Although President Bush promised in a speech two weeks after the Sept. 11, 2001, terrorist attacks that federal officials would work with financial institutions to trace money transfers to terrorists, last week the New York Times and other newspapers revealed details of those efforts. Bush called the disclosures "disgraceful."

"The question becomes (for the White House), 'Is this a battle we want to fight, or do we just want to scare the hell out of the New York Times?' " said Peter Scheer, executive director of the San Francisco-based California First Amendment Coalition.

Others, like Lucy Dalglish, executive director of the Reporters Committee for Freedom of the Press, said such an effort to prosecute reporters for treason for reporting on this story is "just really stupid."

The Los Angeles Times and the Wall Street Journal reported about the Terrorist Finance Tracking Program, but the New York Times has taken the brunt of the GOP blowback.

Rep. J.D. Hayworth, R-Ariz., wants to pull the congressional press credentials for the New York Times. Sen. Pat Roberts, R-Kan., asked the administration to assess what damage the stories caused to the tracking program. Sen. Jim Bunning, R-Ky., accused the paper of "treason," and Rep. Pete King, R-N.Y., said, "The New York Times is putting its own arrogant, elitist, left-wing agenda before the interests of the American people." King asked Attorney General Alberto Gonzales to begin a criminal investigation of the paper.

San Francisco talk show host Melanie Morgan believes that Times editor Bill Keller should be jailed for treason for approving the publication.

The maximum penalty for treason is death.

"If he were to be tried and convicted of treason, yes, I would have no problem with him being sent to the gas chamber," Morgan, whose show airs on KSFO-AM, told The Chronicle. "It is about revealing classified secrets in the time of war. And the media has got to take responsibility for revealing classified information that is putting American lives at risk."

The accusations of treasonous media may play well on TV shoutfests like MSNBC's "Hardball," where Morgan appeared this week, and on the conservative-friendly FOX News, but legal experts say the administration has little legal precedent to prosecute journalists under the 1917 Espionage Act.

"It's never been tried before," said Dalglish, whose nonprofit organization provides legal advice to reporters.

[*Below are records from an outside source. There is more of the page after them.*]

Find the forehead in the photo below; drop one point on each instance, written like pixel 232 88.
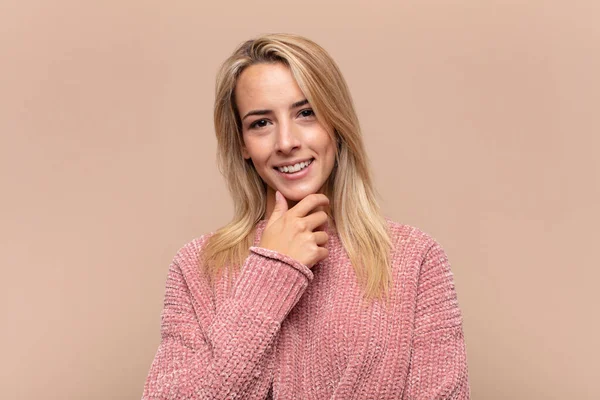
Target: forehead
pixel 266 86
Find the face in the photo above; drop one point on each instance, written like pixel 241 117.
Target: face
pixel 290 149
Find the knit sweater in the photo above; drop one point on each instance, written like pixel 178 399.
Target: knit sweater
pixel 276 329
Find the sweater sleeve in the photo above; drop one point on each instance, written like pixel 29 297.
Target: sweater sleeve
pixel 438 367
pixel 227 358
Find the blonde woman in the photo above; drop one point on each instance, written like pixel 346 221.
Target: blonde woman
pixel 309 292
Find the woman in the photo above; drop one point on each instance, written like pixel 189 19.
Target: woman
pixel 309 292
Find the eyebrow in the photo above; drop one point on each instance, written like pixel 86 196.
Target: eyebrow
pixel 264 112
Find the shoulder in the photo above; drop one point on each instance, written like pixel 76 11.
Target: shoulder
pixel 186 259
pixel 416 252
pixel 408 236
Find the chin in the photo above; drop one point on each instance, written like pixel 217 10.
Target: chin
pixel 297 194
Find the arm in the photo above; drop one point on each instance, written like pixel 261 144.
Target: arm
pixel 229 358
pixel 438 368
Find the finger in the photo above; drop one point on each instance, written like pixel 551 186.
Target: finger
pixel 280 206
pixel 314 220
pixel 321 238
pixel 308 204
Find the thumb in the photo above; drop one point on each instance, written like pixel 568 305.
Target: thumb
pixel 280 206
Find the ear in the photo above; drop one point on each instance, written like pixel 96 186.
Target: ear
pixel 245 153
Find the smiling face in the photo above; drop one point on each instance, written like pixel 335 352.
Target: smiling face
pixel 290 149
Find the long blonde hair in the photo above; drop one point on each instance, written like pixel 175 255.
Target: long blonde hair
pixel 360 225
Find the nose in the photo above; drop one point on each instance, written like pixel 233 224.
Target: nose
pixel 287 139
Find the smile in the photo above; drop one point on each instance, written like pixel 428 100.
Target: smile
pixel 290 169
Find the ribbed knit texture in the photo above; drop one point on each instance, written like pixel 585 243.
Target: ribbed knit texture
pixel 279 330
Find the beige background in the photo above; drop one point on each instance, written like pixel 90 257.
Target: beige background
pixel 481 119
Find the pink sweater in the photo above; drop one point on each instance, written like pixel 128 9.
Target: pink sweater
pixel 280 330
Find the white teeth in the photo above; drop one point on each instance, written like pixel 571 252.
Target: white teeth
pixel 295 168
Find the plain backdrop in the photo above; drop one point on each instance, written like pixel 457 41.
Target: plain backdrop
pixel 481 121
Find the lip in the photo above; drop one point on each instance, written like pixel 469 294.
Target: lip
pixel 293 162
pixel 296 175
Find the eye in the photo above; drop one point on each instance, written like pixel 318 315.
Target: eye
pixel 306 113
pixel 259 123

Still, she's noticed that the reaction to the recent bank transfer stories "seems highly organized. More coordinated than it usually is, and targeted at the New York Times."

The reason, hypothesized Dalglish, Morgan and other media-watchers: The White House is angry at the New York Times for repeatedly breaking stories that reveal covert surveillance programs. In December, the Times reported that the National Security Agency was conducting warrantless monitoring of U.S. phone calls in the pursuit of suspected terrorists.

"The press is the only watchdog left, because Congress isn't overseeing these programs," Dalglish said. "These seem like a diversionary tactic by the White House. They need to point the finger at somebody to keep people from talking about the war in Iraq. So they're pointing it at the media."

Regardless, the conservative critique of the Times and other media outlets may have worked, at least temporarily, as political diversionary tactic.

As the focus centers on whether to blame the leak and the leakers, any national debate that may have occurred over the ethics of federal officials peeking at bank transfers has been obscured by a red-versus-blue media scrum. The question has become: Was it right to publish the story?

"By now, it's undeniable: The New York Times is a national security threat," began a piece in the July 3 edition of the conservative Weekly Standard defending the administration's program. "So drunk is it on its own power and so antagonistic to the Bush administration that it will expose every classified antiterror program it finds out about, no matter how legal the program, how carefully crafted to safeguard civil liberties, or how vital to protecting American lives.

"Al Qaeda has long worked to manipulate the media in its favor. It can disband that operation now, knowing that, unbidden, America's most powerful newspaper is looking out for its interests," the article concluded.